My stance was, and still is, that everyone should be using a credit card for their purchases and then paying it off each month to avoid any interest payments or fees.
This is all under the assumption that you’re not actually using the credit card as a way to take on debt. I’m talking about using it as a convenient form of payment and as a substitute for cash and debit cards.
Oddly enough, less than a week after that discussion, an item I had purchased 2 months ago broke. I can only assume there was a manufacturing error, because this item would typically last for years.
I called the store that I had bought it from and they coldly informed me that it was beyond the 30 day return period. I told them that’s fine, and they’ll be hearing from my credit card company.
Most credit cards offer consumer protection guarantees, and allow you to dispute charges even if an item is past its return period. Fortunately for me (and you), most credit card companies are a lot bigger than your average retailer, and they’re essentially able to “push” them around to get what they want.
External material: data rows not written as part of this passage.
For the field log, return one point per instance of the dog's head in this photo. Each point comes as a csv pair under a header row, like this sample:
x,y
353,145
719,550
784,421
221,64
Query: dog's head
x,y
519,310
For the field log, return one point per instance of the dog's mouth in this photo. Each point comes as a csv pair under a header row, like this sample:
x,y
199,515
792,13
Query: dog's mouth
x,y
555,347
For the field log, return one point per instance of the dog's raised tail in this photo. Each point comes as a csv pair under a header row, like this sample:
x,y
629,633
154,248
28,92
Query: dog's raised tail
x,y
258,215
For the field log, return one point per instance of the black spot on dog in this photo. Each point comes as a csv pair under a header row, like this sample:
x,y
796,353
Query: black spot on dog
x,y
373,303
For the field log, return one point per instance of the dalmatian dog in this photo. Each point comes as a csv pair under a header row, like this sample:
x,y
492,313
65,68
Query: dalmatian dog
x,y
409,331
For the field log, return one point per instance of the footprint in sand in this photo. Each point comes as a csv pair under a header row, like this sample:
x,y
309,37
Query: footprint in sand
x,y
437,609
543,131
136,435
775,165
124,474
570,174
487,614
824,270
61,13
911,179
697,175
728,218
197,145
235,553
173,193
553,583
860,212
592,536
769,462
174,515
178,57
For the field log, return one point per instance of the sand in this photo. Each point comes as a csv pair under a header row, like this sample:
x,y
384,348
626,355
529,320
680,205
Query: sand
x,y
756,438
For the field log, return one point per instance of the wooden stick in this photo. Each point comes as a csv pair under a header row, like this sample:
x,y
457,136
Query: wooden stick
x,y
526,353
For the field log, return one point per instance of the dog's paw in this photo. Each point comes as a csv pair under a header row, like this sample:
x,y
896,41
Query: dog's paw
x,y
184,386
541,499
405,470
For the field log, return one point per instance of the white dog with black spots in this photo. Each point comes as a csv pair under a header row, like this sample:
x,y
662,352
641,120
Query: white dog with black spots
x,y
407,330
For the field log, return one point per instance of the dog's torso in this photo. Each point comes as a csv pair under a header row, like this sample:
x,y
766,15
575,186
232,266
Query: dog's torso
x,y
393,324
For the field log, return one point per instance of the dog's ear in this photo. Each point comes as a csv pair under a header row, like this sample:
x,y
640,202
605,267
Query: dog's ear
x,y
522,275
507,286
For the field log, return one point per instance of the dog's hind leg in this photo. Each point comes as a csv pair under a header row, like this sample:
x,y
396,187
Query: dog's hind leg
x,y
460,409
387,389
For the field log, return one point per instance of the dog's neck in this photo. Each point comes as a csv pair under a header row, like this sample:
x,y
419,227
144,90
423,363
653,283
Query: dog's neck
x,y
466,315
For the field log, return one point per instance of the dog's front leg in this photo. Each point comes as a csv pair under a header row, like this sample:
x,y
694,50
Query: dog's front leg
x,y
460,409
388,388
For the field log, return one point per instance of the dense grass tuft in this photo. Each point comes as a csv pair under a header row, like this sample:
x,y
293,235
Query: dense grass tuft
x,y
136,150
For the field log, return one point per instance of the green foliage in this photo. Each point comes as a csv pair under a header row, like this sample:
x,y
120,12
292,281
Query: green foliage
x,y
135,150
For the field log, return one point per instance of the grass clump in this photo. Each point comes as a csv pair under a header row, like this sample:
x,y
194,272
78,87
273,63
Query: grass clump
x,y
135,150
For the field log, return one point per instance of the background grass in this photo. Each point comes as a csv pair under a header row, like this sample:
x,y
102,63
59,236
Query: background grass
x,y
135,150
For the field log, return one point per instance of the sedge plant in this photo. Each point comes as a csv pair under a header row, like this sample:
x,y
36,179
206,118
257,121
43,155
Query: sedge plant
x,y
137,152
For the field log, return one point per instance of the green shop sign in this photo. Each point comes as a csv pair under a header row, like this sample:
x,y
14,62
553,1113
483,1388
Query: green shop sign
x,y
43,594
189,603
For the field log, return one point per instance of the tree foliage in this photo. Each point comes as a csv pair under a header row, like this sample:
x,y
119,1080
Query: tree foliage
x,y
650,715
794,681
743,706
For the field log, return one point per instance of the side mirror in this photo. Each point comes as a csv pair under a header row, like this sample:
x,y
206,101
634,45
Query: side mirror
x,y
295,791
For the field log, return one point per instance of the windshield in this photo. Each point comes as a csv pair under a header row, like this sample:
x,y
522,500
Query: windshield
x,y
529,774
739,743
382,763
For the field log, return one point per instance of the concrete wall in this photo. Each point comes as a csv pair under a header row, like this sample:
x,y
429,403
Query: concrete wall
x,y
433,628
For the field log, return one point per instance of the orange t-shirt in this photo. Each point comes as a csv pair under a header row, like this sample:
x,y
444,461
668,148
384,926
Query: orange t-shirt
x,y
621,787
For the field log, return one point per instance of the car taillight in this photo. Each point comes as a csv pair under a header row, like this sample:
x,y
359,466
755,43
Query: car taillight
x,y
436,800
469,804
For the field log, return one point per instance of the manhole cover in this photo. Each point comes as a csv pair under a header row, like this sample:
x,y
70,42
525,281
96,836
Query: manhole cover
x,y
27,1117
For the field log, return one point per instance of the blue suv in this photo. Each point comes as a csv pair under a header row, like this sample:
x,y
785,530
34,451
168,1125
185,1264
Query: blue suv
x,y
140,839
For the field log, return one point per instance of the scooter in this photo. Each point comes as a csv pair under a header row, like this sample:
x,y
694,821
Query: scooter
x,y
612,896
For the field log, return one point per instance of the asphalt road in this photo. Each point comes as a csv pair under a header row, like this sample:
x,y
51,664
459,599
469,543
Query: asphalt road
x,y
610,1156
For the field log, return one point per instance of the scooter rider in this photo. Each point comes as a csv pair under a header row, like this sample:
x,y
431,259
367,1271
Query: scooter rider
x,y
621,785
In the end, the credit card company chose to accept my dispute and refunded my card for the full amount of the purchase. They didn’t ask me for a receipt. They didn’t ask me to see the broken item. They simply refunded my money within 5 days of the dispute being filed.
So why not let your credit card company work for you…
One extra benefit: credit card companies often offer extended warranties on electronics and other items. Laptops usually come with a one year manufacturer’s warranty for example. Did you know that purchasing your laptop with some credit cards will automatically extend that warranty by a year?